SSE sees network woes overshadow retail cheer
The firm said improved trading across its energy services division is helping drive wholesale and retail profits higher.
Energy supplier SSE has reiterated warnings over a hit to profits in spite of a better-than-expected performance in its retail gas and electricity arm.
Improved trading across its energy services division – offering boiler cover, broadband and telephone services – and business supply operation is helping drive profits higher across the wholesale and retail division.
The Big Six provider said it expects half-year results in November will show an increase in underlying earnings for that division.
This comes despite hefty falls in customer numbers in recent months.
But SSE – which hiked dual fuel prices by 6.9% in April – confirmed operating profits overall will be impacted by woes in its network business.
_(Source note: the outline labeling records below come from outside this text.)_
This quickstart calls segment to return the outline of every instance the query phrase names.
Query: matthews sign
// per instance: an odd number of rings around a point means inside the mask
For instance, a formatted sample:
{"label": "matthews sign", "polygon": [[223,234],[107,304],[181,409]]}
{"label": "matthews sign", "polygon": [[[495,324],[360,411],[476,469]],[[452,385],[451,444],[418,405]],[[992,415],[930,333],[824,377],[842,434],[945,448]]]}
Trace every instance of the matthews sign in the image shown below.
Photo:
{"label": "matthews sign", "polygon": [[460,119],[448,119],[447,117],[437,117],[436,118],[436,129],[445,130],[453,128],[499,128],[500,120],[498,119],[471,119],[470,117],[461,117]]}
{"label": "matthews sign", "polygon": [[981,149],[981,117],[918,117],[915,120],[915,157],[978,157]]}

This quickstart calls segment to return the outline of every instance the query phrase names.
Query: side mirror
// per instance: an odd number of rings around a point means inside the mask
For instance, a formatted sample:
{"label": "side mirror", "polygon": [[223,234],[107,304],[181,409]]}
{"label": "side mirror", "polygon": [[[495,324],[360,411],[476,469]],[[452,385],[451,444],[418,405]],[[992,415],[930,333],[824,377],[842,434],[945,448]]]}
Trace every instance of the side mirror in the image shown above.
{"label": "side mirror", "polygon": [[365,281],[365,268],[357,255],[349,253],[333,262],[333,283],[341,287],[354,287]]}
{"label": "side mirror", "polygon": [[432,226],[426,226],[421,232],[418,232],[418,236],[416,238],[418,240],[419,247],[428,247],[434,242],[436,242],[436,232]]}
Annual earnings in the networks business will be around £150 million lower due to the phasing of its investment in energy network projects which will result in lower revenues, as well as a reduced share in SGN after it sold a stake last autumn.
SSE sought to assure investors it still expects to increase its full-year dividend payout at least in line with Retail Prices Index inflation.
Gregor Alexander, finance director of SSE, said: “We are encouraged with what has been achieved in the first half of the financial year, but energy provision is always complex, especially in the autumn and winter period.
“Our focus is on doing the right things and making the right decisions necessary to secure positive outcomes for customers and investors.”
SSE revealed in July that it had lost another 230,000 customer accounts in its first quarter to the end of June as households continued to switch to cheaper rivals.
Total customer accounts in the UK and Ireland dropped to 7.77 million from 8 million a year earlier.
George Salmon, equity analyst at Hargreaves Lansdown, said SSE’s “remarkable track record” on dividend payouts may not last.
“With customer numbers falling and political pressure for an energy market upheaval growing, we feel in order to keep this impressive dividend growth record going in the years to come, the group must start generating higher returns,” he added.